Mike Quigley's Lab Tour

Did you know?
In immunotherapy resistance, tumors do not respond to immunotherapy from the beginning of treatment (primary resistance) or stop responding after a period of time (acquired resistance)

This new lab – located in Redwood City campus – allows for collaboration between the translational and discovery teams, facilitating knowledge-sharing that could have an impact on the work being done within the lab. Additionally, in conjunction with our newly established Cambridge site, the teams will work collaboratively across the country on solving the challenge of I-O resistance.

“These labs really foster the communication and collaboration that's integral to developing new therapies aimed at tackling resistance to immunotherapy, so it’s really a win-win,” Quigley says. “Integration of the discovery and translational research groups facilitates fast, real-time decisions that can inform the science in earlier stages.”
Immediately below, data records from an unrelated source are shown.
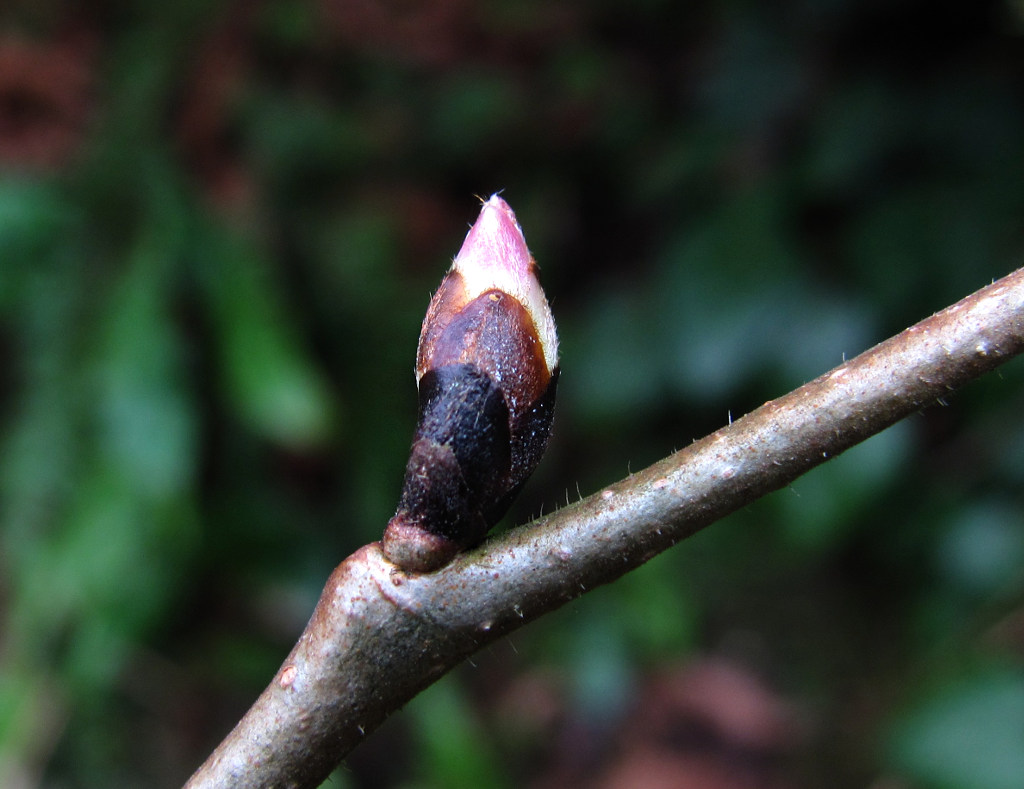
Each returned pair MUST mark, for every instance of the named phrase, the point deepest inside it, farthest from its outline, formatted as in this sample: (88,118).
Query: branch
(379,636)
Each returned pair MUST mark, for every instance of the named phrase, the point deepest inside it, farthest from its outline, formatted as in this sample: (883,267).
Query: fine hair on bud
(486,369)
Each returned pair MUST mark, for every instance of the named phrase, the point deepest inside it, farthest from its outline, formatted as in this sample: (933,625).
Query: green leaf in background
(275,388)
(455,748)
(967,736)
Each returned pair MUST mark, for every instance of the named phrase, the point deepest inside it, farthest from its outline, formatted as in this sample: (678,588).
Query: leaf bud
(486,369)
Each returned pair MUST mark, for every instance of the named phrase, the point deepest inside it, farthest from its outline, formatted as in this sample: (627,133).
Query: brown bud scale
(487,370)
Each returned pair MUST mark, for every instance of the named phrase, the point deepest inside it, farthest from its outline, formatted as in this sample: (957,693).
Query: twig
(379,636)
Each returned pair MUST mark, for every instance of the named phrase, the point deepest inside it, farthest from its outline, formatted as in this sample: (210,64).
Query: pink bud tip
(495,256)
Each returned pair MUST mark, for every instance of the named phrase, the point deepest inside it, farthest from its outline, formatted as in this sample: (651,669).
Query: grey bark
(379,636)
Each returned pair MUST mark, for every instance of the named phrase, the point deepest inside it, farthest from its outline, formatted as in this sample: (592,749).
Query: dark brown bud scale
(487,370)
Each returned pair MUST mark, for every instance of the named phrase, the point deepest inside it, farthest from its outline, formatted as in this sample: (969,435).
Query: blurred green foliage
(220,225)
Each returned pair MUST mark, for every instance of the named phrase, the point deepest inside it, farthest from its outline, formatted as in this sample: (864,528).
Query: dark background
(220,224)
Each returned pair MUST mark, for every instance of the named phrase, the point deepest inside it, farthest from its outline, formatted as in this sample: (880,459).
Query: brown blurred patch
(46,98)
(206,122)
(711,724)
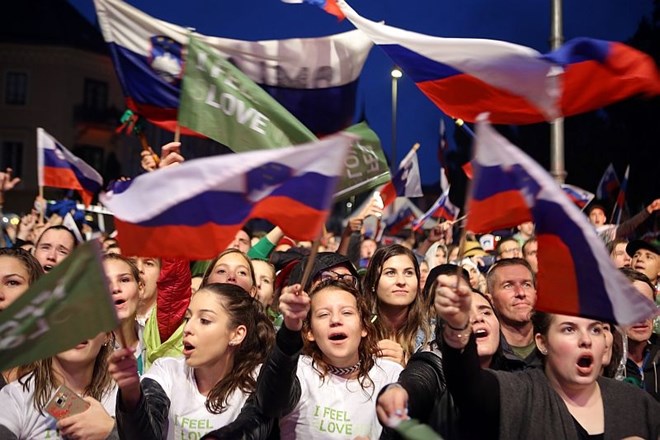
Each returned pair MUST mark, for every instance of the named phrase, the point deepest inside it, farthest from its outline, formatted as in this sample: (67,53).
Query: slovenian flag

The close integration of translational science and discovery is a model applied across all R&D sites. And, with research centers in major biotech hubs on both coasts, Quigley is hopeful that the team has tapped into the ideal environment to lead the charge against I-O resistance.
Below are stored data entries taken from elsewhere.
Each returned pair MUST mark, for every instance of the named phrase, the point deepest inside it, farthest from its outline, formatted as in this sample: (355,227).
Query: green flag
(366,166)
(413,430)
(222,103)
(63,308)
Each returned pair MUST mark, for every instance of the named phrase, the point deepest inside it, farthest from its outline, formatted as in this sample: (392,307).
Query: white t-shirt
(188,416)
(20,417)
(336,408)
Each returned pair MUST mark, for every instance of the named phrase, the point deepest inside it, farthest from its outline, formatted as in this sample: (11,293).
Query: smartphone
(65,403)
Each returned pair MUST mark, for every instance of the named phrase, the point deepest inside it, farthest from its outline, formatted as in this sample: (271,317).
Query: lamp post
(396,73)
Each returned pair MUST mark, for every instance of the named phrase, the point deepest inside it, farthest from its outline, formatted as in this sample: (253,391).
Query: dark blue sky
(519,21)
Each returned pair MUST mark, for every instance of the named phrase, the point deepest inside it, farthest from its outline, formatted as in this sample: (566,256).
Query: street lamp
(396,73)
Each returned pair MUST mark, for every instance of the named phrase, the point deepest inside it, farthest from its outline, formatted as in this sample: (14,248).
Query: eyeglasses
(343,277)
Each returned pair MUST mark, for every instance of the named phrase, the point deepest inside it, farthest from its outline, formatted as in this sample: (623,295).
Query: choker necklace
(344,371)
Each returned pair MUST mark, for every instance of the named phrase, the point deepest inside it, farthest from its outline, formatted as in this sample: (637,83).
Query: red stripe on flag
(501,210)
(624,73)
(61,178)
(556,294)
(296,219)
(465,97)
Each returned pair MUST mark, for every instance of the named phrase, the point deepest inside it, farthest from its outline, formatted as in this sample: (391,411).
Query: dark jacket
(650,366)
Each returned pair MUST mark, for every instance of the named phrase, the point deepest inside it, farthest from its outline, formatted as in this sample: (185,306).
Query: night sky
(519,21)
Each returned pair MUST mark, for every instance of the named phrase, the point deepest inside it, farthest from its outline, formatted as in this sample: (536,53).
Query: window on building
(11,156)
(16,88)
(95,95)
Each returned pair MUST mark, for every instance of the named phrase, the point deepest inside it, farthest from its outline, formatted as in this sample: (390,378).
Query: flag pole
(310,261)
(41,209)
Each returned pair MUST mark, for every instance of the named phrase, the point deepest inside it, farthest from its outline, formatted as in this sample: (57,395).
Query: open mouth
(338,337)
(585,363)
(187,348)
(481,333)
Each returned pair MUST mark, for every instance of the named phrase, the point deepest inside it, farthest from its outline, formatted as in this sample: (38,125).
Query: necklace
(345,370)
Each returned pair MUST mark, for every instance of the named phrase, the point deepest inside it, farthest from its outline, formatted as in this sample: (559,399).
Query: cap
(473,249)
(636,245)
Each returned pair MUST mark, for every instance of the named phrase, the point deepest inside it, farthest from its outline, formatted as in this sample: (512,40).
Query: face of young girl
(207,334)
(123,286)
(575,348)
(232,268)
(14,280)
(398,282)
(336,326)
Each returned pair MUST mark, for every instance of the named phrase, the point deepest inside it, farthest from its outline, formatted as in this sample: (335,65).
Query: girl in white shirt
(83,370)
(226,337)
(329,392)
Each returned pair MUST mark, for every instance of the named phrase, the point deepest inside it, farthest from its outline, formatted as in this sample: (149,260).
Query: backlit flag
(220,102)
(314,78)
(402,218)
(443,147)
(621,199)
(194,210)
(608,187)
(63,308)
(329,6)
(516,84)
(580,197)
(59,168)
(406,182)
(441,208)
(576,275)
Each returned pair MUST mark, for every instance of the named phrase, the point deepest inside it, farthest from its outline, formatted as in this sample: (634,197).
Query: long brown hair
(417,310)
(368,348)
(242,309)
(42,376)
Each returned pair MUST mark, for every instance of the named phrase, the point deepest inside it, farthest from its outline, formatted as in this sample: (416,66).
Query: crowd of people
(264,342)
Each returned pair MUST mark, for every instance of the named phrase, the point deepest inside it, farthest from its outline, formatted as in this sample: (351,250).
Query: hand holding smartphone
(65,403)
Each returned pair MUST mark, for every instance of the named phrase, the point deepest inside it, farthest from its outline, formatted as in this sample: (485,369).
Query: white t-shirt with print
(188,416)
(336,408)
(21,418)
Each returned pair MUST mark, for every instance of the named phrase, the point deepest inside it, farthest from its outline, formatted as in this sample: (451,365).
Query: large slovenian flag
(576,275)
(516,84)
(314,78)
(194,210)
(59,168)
“The question we get, often, is what does success look like for our new efforts within the resistance biology team? And, it's really both short term and long term views that we have in that respect. One is to enable the deep understanding of resistance pathways that are present within patients that have primary or acquired resistance,” Quigley says. “And, the ultimate success, in my mind, is really to develop therapeutic options for patients who don’t respond to immunotherapy or that go on to relapse with their disease. And, it's really what brings us in every day, and keeps us working as hard as we do here at Bristol Myers Squibb.”